I've been asked to prove this theorem using the following three facts:
- $N \triangleleft G$ and $K \leq G/N$ then $\pi^{-1}(K) \triangleleft G \iff K \triangleleft G/N$
- $N \triangleleft G$ and $N \leq H \leq G \implies H = \pi^{-1}\pi(H)$
- Since $\pi$ is surjective, $K \subseteq G/N \implies K = \pi\pi^{-1}(K)$
Firstly, I want to prove that the map $H \rightarrow \pi(H)$ is bijective. Using $2$, I have that $H = \pi^{-1}\pi(H)$ which means that $\pi^{-1}$ is surjective when its pre-image is restricted to $\pi(H)$. in particular this means that the map $\pi(H) \rightarrow H$ is surjective, which is equivalent to $H \rightarrow \pi(H)$ being injective.
As for surjection, the map $H \rightarrow \pi(H)$ is clearly surjective by the construction of the map.
Now using $1$, if $K \triangleleft G/N \iff \pi^{-1}(K) \triangleleft G$. Therefore Normal subgroups "match".
I haven't used $3$, so I've definitely done something wrong. I would appreciate some help on where I'm going wrong.
Best Answer
I think I found the answer, so I'll post it here.
Firstly I'd like to prove that the map $\phi :H \rightarrow\pi(H)$ is bijective, where $\pi$ is the map $G \rightarrow G/N$. This $\phi$ bijectively maps subgroups of $G$ containing $N$ to subgroups of $G/N$.
Injective: $\phi(H_1) = \phi(H_2) \implies \pi(H_1) = \pi(H_2) \implies \pi^{-1}\pi(H_1) = \pi^{-1}\pi(H_2)$. Now by applying $2$ to each side of this equality, I have that $H_1 = H_2$.

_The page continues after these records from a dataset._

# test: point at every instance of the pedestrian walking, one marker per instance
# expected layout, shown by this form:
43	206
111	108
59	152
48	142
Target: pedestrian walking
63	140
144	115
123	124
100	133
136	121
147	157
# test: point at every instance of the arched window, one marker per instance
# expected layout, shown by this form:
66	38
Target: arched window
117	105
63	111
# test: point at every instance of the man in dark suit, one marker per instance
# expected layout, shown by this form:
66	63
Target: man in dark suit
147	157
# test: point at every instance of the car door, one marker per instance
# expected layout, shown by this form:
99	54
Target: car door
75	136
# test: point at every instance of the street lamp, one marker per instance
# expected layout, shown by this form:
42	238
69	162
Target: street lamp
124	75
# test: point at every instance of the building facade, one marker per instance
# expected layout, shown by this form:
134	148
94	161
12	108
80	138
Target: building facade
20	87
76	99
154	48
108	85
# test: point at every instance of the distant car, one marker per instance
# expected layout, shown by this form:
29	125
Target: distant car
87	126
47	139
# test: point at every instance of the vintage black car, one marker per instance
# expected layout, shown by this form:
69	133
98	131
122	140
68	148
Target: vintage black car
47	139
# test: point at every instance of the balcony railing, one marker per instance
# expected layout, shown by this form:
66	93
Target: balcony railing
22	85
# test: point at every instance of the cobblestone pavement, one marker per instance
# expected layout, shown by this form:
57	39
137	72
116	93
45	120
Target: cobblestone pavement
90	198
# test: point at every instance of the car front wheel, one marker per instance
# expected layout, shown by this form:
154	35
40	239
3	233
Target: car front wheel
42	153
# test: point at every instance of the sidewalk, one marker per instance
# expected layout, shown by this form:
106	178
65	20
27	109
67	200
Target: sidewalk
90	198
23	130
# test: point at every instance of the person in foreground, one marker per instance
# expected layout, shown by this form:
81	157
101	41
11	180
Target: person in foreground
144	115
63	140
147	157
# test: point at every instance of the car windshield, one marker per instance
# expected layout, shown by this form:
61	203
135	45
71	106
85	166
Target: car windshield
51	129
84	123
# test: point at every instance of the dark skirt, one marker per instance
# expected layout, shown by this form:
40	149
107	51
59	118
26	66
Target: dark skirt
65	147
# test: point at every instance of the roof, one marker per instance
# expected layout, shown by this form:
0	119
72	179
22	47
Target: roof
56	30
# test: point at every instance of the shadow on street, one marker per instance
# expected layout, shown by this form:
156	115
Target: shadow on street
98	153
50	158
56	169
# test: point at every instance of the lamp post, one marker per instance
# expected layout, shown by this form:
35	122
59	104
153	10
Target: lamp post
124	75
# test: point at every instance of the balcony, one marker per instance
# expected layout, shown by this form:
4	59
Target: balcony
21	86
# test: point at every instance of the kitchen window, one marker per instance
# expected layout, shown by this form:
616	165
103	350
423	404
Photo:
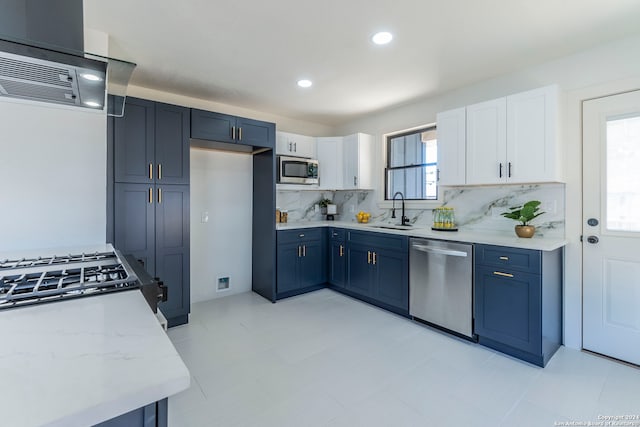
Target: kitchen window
412	165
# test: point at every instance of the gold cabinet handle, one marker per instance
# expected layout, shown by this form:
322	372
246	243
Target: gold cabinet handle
498	273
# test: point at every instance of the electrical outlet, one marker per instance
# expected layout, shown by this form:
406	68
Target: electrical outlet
223	284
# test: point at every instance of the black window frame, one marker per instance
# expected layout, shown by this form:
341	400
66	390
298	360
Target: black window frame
388	168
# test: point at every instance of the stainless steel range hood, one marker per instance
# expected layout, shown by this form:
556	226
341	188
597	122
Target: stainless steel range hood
42	56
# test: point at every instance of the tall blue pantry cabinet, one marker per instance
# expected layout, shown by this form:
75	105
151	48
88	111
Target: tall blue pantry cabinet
148	195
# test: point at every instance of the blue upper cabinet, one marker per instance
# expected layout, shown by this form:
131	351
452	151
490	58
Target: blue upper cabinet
134	142
213	126
172	144
217	127
256	133
151	143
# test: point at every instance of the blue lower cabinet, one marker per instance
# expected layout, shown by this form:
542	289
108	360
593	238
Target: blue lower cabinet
337	268
301	261
378	269
518	301
359	270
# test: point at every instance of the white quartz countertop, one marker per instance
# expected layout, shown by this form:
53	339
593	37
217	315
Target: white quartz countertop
84	361
510	240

Surjective: Take $A/N \leq G/N$. By $3$ I have that $\pi\pi^{-1}(A/N) = A/N$.
Furthermore, $A/N \leq G/N \implies N \triangleleft A \leq G$. Therefore $\pi^{-1}(A/N) = A$ which is a subgroup of $G$ containing $N$. so $\phi(A) = \pi(A) = A/N$. Therefore the map is also surjective.
Finally, I want to show that normal subgroups in this map "match" with each other. This immediately follows from $1$.